Slowly, I need to erase away what's left. What happened to me was awful; but that's just it: it was awful and it was terrible but I need to get out of it. I can't let that fact consume me. I need to acknowledge that, yes, it was excruciatingly painful. And then I have to take that knowledge, and understand it, and then walk on.
There will be stumbles and falls, I know that. Sometimes I will fall back; some nights I will cry until my eyes are swollen and I've exhausted myself and I fall asleep with tears on my cheeks. The pain will be monstrous; my heart will ache and I will feel like I'm really, actually dying. And I'm allowed to feel that pain! I have the right to feel that pain! And, at the end of the day, even though I forget it ALL THE TIME, I also have the right to heal.

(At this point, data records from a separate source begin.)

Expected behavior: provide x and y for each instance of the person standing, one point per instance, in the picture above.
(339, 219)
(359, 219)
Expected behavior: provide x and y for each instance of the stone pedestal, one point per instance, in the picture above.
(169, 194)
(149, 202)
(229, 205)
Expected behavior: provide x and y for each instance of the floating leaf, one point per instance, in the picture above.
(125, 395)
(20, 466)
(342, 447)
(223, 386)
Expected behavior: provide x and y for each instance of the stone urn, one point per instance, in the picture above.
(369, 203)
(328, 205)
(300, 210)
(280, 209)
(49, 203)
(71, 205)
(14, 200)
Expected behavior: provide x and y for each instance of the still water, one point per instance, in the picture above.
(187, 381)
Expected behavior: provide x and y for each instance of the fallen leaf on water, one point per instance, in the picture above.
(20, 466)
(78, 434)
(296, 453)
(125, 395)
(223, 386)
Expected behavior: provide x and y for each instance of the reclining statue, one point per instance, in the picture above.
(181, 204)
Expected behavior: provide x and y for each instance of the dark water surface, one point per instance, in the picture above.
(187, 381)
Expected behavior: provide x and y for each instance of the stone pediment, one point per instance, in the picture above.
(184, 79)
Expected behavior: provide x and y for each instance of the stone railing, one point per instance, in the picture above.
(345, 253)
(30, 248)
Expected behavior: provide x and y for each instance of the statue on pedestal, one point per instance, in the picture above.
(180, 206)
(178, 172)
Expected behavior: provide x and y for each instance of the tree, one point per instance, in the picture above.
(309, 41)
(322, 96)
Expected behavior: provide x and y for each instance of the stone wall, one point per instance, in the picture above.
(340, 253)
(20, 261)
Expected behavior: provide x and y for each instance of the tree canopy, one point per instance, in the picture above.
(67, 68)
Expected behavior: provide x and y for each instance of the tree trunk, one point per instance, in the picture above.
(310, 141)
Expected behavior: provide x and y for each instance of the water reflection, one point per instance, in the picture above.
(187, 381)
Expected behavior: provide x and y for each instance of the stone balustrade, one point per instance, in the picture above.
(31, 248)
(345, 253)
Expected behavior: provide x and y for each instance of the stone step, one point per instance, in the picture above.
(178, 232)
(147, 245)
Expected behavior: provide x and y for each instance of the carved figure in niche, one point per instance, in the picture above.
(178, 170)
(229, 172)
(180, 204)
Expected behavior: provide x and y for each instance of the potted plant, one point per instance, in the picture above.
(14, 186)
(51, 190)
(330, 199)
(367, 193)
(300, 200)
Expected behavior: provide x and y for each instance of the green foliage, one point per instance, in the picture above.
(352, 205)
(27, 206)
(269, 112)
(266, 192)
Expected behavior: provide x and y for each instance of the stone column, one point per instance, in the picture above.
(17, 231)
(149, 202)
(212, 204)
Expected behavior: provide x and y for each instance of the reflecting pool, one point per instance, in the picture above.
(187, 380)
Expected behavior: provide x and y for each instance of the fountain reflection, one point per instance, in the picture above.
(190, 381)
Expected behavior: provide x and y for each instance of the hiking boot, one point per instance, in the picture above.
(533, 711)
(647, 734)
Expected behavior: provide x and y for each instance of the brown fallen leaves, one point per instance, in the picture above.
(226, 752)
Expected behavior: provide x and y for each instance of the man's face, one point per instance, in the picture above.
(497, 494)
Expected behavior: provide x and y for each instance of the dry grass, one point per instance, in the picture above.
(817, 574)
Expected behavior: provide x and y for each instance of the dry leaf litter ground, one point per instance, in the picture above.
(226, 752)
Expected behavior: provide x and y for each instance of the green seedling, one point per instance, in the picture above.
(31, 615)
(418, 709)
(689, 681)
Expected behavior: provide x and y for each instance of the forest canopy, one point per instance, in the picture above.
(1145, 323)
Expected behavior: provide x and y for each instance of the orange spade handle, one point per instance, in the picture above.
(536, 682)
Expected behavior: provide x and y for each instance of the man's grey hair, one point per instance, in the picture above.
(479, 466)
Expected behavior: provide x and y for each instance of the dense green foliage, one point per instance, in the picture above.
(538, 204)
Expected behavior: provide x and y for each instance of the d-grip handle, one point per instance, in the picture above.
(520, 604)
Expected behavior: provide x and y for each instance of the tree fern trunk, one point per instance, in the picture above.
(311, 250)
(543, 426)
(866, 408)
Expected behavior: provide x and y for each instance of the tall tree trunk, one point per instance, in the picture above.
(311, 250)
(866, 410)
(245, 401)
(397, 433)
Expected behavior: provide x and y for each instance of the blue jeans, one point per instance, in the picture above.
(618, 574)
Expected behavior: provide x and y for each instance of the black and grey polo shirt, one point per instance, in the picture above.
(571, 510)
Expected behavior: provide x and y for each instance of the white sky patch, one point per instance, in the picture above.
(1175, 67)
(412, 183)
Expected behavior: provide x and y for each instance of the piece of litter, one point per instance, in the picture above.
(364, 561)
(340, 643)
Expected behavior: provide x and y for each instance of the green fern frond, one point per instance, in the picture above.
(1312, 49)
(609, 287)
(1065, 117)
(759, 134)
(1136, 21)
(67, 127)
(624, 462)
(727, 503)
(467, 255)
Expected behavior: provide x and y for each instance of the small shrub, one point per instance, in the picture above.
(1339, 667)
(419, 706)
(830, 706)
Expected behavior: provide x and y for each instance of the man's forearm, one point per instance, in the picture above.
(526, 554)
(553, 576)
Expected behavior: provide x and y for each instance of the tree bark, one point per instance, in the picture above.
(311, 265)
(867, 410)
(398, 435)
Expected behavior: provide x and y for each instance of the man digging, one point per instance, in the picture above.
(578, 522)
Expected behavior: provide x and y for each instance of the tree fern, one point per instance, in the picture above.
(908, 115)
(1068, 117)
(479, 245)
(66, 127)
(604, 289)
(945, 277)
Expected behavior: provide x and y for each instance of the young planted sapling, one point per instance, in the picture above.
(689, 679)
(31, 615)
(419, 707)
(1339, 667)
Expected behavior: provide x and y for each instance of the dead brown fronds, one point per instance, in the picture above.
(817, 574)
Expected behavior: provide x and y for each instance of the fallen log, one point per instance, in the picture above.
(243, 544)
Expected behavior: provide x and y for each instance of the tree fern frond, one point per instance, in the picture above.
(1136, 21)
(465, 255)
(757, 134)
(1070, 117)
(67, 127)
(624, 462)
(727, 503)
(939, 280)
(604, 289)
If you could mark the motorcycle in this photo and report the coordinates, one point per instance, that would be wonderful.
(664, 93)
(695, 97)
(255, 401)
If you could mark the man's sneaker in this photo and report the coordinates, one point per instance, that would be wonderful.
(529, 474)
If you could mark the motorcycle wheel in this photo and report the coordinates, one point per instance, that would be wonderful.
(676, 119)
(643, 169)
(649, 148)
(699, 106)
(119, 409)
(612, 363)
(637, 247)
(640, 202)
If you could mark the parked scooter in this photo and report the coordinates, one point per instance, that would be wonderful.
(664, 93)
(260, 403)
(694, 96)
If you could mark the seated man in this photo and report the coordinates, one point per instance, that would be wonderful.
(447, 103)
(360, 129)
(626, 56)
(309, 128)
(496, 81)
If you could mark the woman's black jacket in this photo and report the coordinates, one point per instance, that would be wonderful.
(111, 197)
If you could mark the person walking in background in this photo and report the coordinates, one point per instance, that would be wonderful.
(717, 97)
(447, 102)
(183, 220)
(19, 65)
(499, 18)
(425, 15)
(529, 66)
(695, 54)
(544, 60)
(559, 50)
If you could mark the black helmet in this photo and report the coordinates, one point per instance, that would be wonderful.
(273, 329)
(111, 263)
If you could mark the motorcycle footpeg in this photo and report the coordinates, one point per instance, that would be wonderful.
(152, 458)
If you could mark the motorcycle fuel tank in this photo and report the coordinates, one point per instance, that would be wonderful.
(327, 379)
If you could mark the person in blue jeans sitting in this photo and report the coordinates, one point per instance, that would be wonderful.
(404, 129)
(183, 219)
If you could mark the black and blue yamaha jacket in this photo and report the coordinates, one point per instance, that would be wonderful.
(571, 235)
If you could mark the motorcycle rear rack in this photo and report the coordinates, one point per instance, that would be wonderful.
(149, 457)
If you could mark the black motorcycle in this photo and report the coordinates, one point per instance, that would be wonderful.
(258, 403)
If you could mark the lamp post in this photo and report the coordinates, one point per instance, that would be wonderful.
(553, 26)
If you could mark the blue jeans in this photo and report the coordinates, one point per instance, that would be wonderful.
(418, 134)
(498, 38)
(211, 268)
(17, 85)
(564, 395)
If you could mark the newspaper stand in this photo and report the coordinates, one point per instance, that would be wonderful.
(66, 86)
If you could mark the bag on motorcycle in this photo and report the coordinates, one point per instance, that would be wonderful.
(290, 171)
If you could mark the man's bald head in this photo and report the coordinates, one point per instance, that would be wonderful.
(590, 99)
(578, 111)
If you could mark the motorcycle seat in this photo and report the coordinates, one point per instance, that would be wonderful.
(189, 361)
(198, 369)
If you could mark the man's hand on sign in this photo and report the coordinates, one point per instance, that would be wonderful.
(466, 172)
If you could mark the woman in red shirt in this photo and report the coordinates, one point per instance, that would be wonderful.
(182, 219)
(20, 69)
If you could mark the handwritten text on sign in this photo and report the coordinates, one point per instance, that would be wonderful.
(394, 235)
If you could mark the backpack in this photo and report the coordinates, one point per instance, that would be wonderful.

I hate myself quite a lot, so it's hard to even say that. That I have the right to get better.
But I do. I do have that right, and I do deserve, 100% deserve, to heal.
The pain will not subside completely, ever. However, that isn't the point, and that's not a reason to let it RULE me forever. I CAN find happiness that will trump that pain wholeheartedly.
The ghost of first love never really leaves you. It makes sense; it's the first time you gave your whole self to someone, the first time you left yourself open, raw, your heart completely unguarded. It can change you, and damage you. With first love, comes first heartbreak. I do know, however, that I will come to accept it one day. One day the rage will fade. One day the tears will dry. One day the heart will heal; I sometimes have a MASSIVELY hard time believing that last one. I do know, though, that when the heart does heal, there will always be a scar.
I will always carry scars.
But although I give up hope so much that this is true, I pray, I PRAY, that there are other people like me, who will look at someone's scars, and then look at the owner of them, and call them beautiful.
So this has got to be goodbye.
I will always have love in my heart for certain people.
And with that heart, I am walking away.
Sometimes, the hardest thing and the right thing are the same.